By Philip Bowring - International Herald Tribune 

HANOI - The U.S.-Chinese agreement on the World Trade Organization may prove as much a catalyst for Vietnam as for China. That, at any rate, is what liberalizers earnestly hope after recent setbacks to market opening.

 Zhu Rongji's visit here this week should strengthen the position of those in the leadership, notably Prime Minister Phan Van Khai, who were rebuffed in October when the Politburo, under the influence of retired heroes of the revolution and some entrenched socialist bureaucratic interests, declined to sign off on a deal that would have normalized trade relations with the United States.

 Rejection entrenched the sense of frustration among foreign diplomats and investors with the snail's pace of change.

 Foreign investment has been falling and companies have been closing representative offices. The one big deal which might spark a revival of interest, a huge offshore gas project, is moving slowly toward realization. 

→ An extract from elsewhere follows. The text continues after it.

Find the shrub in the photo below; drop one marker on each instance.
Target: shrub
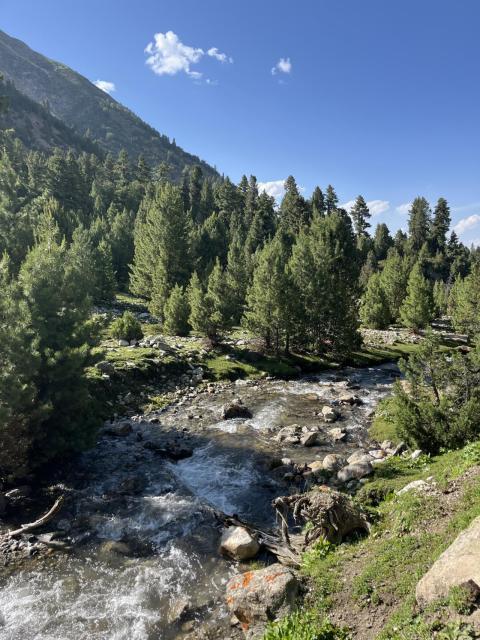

Attempts at the November Central Committee plenum to clean up the system by removing some high-profile figures, including a deputy prime minister, are seen by pessimists as more an indication of political infighting than of reform. There was scant sign from the plenum that the leadership was planning to use the Party congress due in 2001 to launch a second stage of doi moi, the reform movement.

 Particularly disappointed are those foreigners who had been assuming almost since doi moi began a decade ago that the intelligent, hardworking Vietnamese could emulate Chinese reform and quickly move toward ''economic tiger'' status.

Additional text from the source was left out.